Recheio Cash & Carry, S.A.
- Company type: Private, SA
- Industry: Retail
- Founded: Figueira da Foz (1972)
- Headquarters: Lisbon, Portugal
- Area served: Portugal, Madeira. Franchise in Azores
- Products: Cash and carry
- Parent: Jerónimo Martins
- Website: Recheio Website (In Portuguese)

= Recheio =

Recheio is the biggest cash-and-carry chain of stores operating in Portugal.

==History==

The company was born in Figueira da Foz in 1972, with the concept of auto-service for owners of small and medium commercial stores. In 1984, the company opened stores in Viseu and in 1986 in Aveiro and Vila Real.

In 1988, the group Jerónimo Martins acquired 60% of Recheio while buying the remaining 40% in 1989. In 1990, the group purchased a cash-and-carry store called Arminho in Braga and bought a store from Riberalves on Torres Vedras.

In 1993, they opened more stores in Valença and Mirandela and in 1995 they acquired a company called Jasil which added two more stores in Torres Novas and Leiria to their portfolio.

In 1996, they acquired the company Libarme, to add yet another store in Barcelos, while opening in the same year a store in Lisbon near the airport.

In 1997, they introduced a brand, MasterChef and acquired Coimbralimentar, adding another store in Coimbra. In 1985, the brand opened stores in Caldas da Rainha and Ramalde.

At the end of the decade, they opened a new store in Regedor. The chain continued to grow, opening stores in Lagos, Faro, Portimão, Leiria (This store replaced an older one), Intendente, Santa Maria da Feira, Fátima, Évora and Vila Franca de Xira.

In 2009, they created a second brand called Amanhecer and in 2010, they created another brand called Gourmês.

==Recheio's brands==
As of 2014, the company marketed its products under several brands:
- MasterChef: Its positioning is: "best food at the best price".
- Amanhecer: Targets small business owners all consumers.
- Gourmês: Targets restaurants, coffee parlors and hotels. Its positioning is "high quality".
Although not mentioned, Euroshopper brand products can be acquired on Recheio stores.
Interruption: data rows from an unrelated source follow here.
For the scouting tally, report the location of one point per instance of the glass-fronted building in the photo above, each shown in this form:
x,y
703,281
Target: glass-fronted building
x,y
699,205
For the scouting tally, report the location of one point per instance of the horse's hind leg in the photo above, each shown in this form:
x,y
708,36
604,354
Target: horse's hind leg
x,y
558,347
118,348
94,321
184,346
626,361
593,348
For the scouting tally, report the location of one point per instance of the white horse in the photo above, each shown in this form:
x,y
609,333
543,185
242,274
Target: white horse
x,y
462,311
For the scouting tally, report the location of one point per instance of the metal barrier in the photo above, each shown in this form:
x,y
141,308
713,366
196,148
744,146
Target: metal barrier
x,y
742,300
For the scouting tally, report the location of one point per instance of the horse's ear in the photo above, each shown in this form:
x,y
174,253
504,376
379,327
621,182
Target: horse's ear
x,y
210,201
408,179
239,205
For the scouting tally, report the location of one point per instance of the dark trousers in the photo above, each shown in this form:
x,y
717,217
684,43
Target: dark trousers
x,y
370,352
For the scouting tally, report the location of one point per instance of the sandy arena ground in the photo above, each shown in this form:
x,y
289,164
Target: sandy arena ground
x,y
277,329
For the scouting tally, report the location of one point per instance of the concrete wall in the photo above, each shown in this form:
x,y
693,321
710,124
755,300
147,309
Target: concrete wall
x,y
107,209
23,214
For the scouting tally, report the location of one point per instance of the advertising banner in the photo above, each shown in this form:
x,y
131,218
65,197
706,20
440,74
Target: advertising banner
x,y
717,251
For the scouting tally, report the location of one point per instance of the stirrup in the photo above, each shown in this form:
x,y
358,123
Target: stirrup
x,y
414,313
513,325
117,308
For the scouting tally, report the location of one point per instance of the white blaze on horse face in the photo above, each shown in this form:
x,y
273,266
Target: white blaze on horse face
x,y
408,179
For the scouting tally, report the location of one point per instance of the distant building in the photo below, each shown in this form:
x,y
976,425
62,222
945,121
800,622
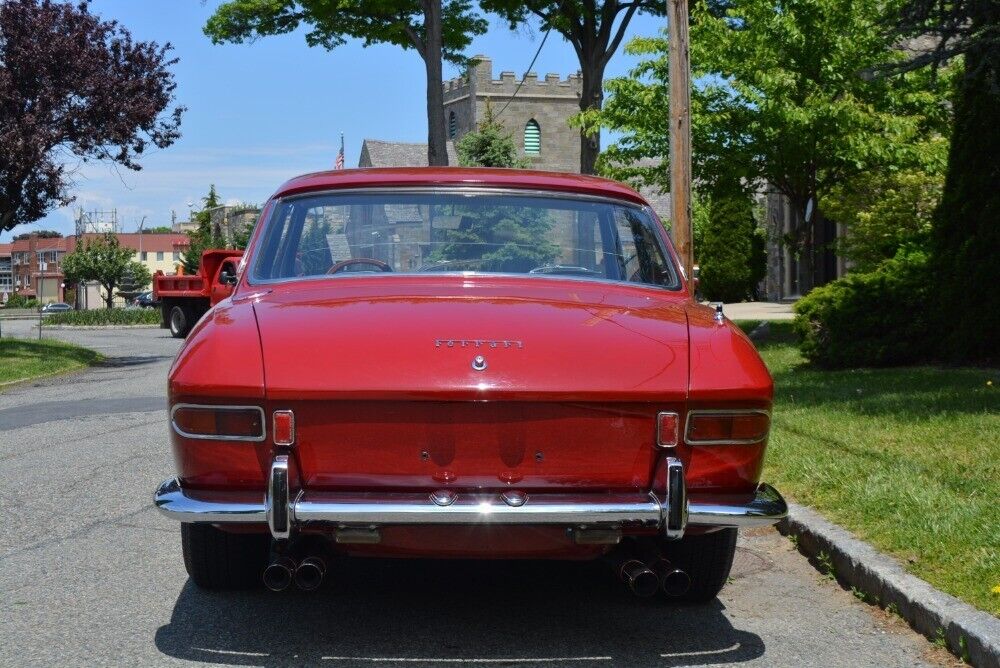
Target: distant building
x,y
36,263
6,271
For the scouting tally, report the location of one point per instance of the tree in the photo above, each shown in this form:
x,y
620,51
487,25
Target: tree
x,y
41,234
73,85
109,263
206,236
885,211
436,30
780,100
489,145
731,257
590,27
965,238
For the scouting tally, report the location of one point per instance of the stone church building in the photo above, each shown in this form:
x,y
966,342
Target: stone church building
x,y
536,112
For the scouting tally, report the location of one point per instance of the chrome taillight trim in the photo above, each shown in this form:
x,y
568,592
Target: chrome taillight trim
x,y
723,411
274,428
216,407
677,430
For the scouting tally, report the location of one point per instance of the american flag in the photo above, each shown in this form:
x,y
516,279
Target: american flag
x,y
340,156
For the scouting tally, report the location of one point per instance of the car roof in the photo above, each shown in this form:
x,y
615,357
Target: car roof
x,y
458,176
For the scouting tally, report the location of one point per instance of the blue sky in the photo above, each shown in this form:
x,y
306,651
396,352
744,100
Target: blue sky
x,y
261,113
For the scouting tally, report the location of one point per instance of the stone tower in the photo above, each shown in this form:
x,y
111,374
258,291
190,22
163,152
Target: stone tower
x,y
537,117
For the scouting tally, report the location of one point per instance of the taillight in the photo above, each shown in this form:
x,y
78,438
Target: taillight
x,y
284,428
727,427
667,429
218,423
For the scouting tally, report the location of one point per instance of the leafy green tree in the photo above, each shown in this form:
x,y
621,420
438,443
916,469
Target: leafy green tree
x,y
489,145
500,238
885,211
106,261
590,26
781,98
965,239
206,236
438,30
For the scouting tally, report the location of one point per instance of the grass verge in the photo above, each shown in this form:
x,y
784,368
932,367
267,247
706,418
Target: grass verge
x,y
906,458
103,316
23,359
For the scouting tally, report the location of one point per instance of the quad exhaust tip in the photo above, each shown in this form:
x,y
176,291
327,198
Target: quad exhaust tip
x,y
309,575
279,574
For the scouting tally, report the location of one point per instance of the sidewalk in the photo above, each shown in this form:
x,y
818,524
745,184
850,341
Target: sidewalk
x,y
758,311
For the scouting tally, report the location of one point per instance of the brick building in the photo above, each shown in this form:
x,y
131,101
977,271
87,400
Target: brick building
x,y
36,263
536,116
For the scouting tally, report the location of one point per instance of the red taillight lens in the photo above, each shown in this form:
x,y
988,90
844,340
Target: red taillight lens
x,y
667,429
221,423
284,428
727,427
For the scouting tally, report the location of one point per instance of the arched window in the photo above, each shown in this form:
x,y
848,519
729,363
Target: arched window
x,y
532,138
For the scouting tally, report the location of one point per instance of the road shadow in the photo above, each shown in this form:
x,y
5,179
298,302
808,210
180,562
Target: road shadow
x,y
518,612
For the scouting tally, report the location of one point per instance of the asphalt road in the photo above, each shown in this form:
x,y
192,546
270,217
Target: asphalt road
x,y
91,575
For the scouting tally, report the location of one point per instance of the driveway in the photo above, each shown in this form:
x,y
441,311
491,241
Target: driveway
x,y
90,574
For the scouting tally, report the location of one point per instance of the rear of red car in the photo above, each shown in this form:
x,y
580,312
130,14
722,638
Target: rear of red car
x,y
462,370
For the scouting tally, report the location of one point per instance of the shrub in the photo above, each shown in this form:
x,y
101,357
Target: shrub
x,y
103,316
876,318
731,256
20,301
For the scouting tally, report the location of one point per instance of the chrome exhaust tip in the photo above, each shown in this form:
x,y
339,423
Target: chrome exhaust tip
x,y
309,575
675,583
641,580
278,575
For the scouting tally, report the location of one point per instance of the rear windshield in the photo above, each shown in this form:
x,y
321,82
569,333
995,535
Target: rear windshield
x,y
347,234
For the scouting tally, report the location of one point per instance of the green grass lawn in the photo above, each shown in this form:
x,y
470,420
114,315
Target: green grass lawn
x,y
907,458
23,359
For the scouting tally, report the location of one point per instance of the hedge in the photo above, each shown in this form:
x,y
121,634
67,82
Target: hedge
x,y
103,316
870,319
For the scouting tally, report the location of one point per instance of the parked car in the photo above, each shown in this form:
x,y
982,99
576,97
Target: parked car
x,y
183,299
146,300
56,307
465,363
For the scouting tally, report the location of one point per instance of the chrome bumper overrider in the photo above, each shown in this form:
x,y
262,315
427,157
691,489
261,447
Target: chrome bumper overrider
x,y
670,510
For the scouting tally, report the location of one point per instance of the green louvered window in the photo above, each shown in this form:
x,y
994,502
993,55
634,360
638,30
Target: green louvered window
x,y
532,138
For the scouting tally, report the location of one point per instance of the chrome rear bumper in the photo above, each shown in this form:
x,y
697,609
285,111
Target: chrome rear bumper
x,y
670,510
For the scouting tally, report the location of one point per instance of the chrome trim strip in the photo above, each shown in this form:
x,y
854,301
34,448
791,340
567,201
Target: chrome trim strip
x,y
276,502
767,507
178,504
203,437
401,508
675,511
677,430
722,411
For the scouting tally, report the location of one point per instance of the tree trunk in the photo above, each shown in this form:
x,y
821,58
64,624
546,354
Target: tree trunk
x,y
592,97
966,236
437,138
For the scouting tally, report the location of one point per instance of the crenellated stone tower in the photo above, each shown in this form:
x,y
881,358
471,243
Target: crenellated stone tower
x,y
537,117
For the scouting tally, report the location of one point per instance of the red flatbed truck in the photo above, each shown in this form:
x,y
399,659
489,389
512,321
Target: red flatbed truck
x,y
184,298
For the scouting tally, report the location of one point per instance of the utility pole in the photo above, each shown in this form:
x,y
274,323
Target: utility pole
x,y
680,132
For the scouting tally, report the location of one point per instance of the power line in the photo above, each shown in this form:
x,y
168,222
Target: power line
x,y
523,76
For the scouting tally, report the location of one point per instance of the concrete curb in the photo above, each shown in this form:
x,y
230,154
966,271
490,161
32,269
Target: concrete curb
x,y
76,327
970,633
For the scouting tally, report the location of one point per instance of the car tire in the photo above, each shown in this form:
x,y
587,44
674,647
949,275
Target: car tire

==Amanhecer store project==
Because of the success of the brand, in 2011, the company decided to launch 2 pilot mini-markets called Amanhecer and that only sold Amanhecer brand products in Lisbon and Viana do Castelo.

Currently in 2014, the chain counts with over 100 franchised stores in continental Portugal and on the Archipelagos of Madeira.